My last 2 years there, I was livng on St-Denis @ Ontario Street. The brownstone building that houses the "Mmmuffin" shop, my apt was right above it. The windows literally wrapped around both streets, we'd often sit at the corner window and just drink and watch people, it was better than tv!

As for moving back, I'm waiting to get more consistent freelance work here in NY beforehand. I do music for tv ads, worked at a music house for about 2 years and now freelancing. It's not easy and I don't want to go up there and feel like I'm starting over, so to speak, already aware that the jobs pay much less (so does the cost of life, I suppose). That said, I haven't really investigated the possibilities of that market up there (ad agencies, which music houses are hot, is is as saturated as it is here, there may be 1 or 2 to cover it all, etc..). I'll look into it on my next trip over the summer.

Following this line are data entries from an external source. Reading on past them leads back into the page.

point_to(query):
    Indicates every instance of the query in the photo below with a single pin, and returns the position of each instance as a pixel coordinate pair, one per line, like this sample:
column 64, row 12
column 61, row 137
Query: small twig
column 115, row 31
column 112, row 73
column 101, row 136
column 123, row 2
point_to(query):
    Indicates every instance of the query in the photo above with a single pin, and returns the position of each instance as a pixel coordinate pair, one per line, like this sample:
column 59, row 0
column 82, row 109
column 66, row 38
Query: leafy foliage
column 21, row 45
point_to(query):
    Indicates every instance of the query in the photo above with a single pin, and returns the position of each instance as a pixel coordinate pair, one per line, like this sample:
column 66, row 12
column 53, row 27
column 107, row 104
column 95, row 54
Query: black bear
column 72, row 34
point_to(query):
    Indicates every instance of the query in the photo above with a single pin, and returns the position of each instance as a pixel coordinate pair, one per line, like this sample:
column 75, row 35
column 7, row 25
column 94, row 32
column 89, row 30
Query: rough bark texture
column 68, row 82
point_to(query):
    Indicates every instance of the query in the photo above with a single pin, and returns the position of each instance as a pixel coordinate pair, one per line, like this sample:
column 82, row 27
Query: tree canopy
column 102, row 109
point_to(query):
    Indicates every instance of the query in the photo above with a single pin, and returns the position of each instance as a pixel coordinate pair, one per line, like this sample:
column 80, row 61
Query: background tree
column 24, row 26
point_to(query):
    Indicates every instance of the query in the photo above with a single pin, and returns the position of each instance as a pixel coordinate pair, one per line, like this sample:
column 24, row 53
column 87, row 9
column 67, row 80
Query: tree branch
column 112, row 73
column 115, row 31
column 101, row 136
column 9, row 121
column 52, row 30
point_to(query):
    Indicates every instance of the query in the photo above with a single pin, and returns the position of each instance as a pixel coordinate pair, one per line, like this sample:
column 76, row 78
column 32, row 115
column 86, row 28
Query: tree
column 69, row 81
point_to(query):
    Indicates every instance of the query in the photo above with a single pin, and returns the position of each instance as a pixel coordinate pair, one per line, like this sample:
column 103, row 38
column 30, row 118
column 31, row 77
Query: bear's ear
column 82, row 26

What really hit me last time I went up, is the realization that buying property up there can actually happen! Again, I'm looking at it from a NYC perspective. No more down payment is required, and a stunning loft which would set you back about $500k-$1M in NY would be about $300K up there, in a great are at that. Even renting is still seemingly affordable compared to what I'm used to now...Something to consider for sure.

I also apologize for hijacking this thread but it's really nice to hear from other Montrealers, whether still living there or not.